2°) – de même un accident provoqué par une rotofaucheuse.
(T.C. 30 avril 2001, C.P.A.M. de Seine-et-Marne, req. 3245).

* Dommage causé par une personne privée :

– en vertu d’une permission de voirie à raison de travaux exécutés pour le compte d’un particulier.
(C.E. 26 février 1975, CPAM d’Indre-et-Loire et Bougeon, req. 92187, Rec. Leb. p. 156).

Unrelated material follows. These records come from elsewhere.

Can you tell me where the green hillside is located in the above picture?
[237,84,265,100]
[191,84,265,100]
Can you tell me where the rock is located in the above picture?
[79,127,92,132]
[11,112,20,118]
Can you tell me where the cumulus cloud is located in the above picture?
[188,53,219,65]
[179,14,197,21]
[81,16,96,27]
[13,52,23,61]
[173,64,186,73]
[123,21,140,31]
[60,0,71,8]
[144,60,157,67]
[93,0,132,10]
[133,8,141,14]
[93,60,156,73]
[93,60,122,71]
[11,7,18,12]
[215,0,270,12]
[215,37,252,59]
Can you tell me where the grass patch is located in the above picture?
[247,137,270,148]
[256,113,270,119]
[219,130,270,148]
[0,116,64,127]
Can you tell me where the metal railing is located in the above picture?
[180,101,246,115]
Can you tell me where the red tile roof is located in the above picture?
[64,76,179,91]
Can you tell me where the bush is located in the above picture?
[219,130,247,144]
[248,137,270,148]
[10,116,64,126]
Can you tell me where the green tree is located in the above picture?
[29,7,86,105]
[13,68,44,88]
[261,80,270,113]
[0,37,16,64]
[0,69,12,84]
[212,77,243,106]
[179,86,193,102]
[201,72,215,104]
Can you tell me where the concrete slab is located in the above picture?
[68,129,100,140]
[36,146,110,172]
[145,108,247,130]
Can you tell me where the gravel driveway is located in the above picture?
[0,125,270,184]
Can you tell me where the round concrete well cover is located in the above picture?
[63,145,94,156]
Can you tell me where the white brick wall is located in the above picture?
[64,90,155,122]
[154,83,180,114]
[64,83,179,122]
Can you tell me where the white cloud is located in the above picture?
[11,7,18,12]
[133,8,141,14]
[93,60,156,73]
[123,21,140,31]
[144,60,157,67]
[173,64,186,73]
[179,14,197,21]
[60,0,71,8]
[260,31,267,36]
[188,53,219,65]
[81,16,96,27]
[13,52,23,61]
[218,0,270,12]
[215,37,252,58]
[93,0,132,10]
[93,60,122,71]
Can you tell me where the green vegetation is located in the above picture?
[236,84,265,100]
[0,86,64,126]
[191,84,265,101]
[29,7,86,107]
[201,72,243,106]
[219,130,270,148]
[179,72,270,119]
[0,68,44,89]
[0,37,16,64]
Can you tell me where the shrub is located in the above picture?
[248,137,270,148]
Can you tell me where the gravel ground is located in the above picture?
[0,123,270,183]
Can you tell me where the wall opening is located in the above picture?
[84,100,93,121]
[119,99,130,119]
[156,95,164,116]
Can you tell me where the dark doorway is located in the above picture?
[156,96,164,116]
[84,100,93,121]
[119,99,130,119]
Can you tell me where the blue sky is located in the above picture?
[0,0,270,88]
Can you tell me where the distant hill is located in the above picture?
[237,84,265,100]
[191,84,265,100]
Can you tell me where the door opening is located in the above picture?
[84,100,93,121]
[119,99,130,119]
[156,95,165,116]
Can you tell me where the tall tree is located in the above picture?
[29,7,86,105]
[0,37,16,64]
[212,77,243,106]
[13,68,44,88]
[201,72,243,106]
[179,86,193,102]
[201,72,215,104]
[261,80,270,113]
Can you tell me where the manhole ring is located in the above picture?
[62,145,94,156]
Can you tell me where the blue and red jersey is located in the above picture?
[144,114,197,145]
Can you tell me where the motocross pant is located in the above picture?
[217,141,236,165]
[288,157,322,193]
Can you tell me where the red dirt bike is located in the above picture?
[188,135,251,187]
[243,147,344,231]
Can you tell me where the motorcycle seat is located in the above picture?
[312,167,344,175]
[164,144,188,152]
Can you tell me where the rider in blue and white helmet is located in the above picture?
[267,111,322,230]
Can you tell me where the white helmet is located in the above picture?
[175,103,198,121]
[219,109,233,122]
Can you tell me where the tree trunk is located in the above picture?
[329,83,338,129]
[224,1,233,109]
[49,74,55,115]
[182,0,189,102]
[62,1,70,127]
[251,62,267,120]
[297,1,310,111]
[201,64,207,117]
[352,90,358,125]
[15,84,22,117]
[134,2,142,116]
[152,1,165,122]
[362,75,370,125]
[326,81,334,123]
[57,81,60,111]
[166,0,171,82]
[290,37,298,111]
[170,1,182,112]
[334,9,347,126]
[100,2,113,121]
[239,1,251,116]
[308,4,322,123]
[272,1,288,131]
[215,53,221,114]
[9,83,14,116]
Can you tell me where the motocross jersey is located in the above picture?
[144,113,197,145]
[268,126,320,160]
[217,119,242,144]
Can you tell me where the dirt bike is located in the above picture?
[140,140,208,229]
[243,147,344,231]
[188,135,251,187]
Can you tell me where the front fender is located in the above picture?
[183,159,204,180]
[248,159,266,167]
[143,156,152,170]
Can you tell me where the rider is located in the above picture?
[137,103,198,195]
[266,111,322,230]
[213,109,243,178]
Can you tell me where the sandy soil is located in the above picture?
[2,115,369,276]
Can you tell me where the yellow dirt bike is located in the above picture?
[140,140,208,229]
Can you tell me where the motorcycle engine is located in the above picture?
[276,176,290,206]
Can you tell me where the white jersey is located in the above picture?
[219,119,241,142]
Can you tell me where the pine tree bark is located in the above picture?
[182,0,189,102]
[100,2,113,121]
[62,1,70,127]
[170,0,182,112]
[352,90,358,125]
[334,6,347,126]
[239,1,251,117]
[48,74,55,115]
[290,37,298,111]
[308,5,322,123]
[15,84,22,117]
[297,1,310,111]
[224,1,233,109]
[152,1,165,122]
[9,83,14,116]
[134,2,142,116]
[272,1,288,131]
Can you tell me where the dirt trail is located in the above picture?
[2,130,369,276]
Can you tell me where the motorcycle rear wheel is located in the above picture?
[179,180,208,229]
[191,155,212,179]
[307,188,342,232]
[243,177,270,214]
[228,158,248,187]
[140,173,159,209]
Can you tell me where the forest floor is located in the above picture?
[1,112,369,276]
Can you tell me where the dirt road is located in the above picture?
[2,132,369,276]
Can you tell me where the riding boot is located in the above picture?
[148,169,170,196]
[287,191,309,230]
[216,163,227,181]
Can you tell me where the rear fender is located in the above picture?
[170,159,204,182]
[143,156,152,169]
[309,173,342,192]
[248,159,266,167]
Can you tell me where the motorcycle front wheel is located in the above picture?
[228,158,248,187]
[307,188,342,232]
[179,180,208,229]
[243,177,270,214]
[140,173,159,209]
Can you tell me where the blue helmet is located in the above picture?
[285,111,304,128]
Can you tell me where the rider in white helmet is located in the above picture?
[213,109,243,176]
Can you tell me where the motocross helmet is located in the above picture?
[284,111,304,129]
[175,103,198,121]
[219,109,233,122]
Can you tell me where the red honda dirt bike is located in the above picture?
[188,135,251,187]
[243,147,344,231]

– Introduction de l’instance contentieuse :

. Délai de recours contentieux :

Le délai de deux mois prévu par le décret du 11 janvier 1965 ne s’applique pas aux demandes présentées en matières de travaux publics.
(C.E. Section 22 octobre 1976, société compagnie française Thomson-Houston-Hotchkiss-Brandt, req. 90993, Rec. Leb. p. 437).

Il en est ainsi même dans le cas où la victime a présenté une demande préalable à l’administration – ce dont il est dispensé en matière de dommages de travaux publics – et a reçu une décision de celle-ci.
(C.E. Section 26 mars 1976, Colboc, req. 88811, Rec. Leb. p. 184).

. Auteur du recours :

L’assureur de l’administration est subrogé dans les droits de son assuré mais aussi dans les droits des victimes qu’il a indemnisés. Il a par suite qualité pour rechercher la responsabilité d’une personne pour défaut d’entretien normal de l’ouvrage public dès lors que la victime était un usager de cet ouvrage.
(C.E. 12 novembre 1997, Cramaif, req. 159467, Rec. Leb. p. 417).

– Montant de l’indemnité :

. Faute de la victime entraînant une réduction de l’indemnité :

Si la victime du dommage a commis elle-même une faute (ne serait ce que d’inattention par la connaissance qu’elle pouvait avoir du danger), cette circonstance peut entraîner une réduction partielle ou totale de l’indemnité due par la collectivité. Ainsi un motocycliste qui empruntait quotidiennement depuis un mois la même portion de route présentant un danger “n’a pas fait preuve de toute la prudence nécessaire pour adapter la conduite de son véhicule aux dangers dont il connaissait l’existence” (un tiers du préjudice reste à sa charge).
(C.E. 17 mai 2000, département de la Dordogne, req. 164738, Rec. Leb. p. 177).

. Immeuble endommagé à la suite d’une rupture d’égout, ayant entraîné son évacuation :

L’indemnité versée est égale à la valeur vénale de l’immeuble. Les pertes de loyer peuvent être ajoutées pour la période comprise entre l’accident et le moment auquel l’étendue des dommages a été connue (en général dépôt du rapport d’expertise).
(C.E. 27 octobre 2000, commune de Nogent-sur-Marne, req. 198920, Rec. Leb. p. 480).